Kevin Tosca’s stories have been or soon will be published in Redivider, Literary Orphans, Paper Darts, Prole, Flash: The International Short-Short Story Magazine, and elsewhere. Poetry in Motion, a fiction chapbook, is forthcoming from Cervená Barva Press in 2017. He lives in Paris. Find him at kevintosca.com.
Because I believe every period deserves a story, deserves one, that is, if words aren’t minced and truths aren’t ducked, if the period’s essence—its core—can be so encapsulated and penetrated and distilled as to impart something meaningful, something pleasing, to the reader, whether that something springs from the particular epoch in time, the setting, the characters, the plot, or the language, I, here and finally, would like to write for you the story of when I worked the overnight shift at Home Depot. And because I want to be open and aboveboard (as a good author needn’t be), to lay my cards on the table, as it were, I will tell you that the title of this story comes from The Misfits, that I was reading Thomas Bernhard while I wrote it, and that the next to last word down there before the “FIN” is a nod not only to the strictest requirements of literary and metaphysical fact, but also to him. I do hope you like this little story.
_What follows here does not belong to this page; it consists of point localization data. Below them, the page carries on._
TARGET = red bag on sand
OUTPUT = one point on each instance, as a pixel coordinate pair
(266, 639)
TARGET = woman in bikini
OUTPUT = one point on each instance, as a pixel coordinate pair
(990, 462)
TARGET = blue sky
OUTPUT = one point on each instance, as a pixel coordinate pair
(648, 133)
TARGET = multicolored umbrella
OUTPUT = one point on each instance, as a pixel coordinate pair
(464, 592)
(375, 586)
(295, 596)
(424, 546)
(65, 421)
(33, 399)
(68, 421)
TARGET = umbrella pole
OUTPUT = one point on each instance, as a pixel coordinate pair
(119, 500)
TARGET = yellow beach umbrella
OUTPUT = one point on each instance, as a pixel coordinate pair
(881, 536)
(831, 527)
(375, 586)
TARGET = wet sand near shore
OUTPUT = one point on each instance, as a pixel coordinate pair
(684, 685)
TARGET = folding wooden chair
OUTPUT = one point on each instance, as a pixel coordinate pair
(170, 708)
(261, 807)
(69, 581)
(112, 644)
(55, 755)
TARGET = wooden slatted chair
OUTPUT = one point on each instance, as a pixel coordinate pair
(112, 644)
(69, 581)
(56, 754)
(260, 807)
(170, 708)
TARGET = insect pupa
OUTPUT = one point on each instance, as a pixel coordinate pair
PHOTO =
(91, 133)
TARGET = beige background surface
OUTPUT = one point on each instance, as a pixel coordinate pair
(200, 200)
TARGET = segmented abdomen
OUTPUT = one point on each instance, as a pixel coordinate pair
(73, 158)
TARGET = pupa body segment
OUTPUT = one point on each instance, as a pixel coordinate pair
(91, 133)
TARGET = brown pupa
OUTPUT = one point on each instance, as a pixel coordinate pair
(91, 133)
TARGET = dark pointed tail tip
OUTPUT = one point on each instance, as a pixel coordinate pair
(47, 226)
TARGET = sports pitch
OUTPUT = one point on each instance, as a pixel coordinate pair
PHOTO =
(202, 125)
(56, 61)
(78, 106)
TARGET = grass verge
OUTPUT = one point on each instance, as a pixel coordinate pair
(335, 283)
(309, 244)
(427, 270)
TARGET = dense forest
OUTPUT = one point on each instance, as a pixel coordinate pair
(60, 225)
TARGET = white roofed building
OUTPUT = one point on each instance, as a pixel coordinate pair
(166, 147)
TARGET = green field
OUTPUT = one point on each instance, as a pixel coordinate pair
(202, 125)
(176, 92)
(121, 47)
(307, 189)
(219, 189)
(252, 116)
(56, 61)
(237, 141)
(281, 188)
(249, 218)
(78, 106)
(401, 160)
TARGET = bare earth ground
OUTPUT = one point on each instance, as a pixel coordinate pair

The year: Not long after the millennium.
The time: From 9 p.m. until 5:30 a.m., five nights a week.
The setting: Home Depot—Atlanta, Georgia.
The characters (all armed with black magic markers and box cutters): The Dropout, The Mean Redneck, The Kind Redneck, The Crusty Lesbian, The Foreman, The Russian, Mr. Speed, The Token Black, The Professional, The Laggard with OCD, and Me.
The plot: Repetitious, mindless, ghastly stupidity.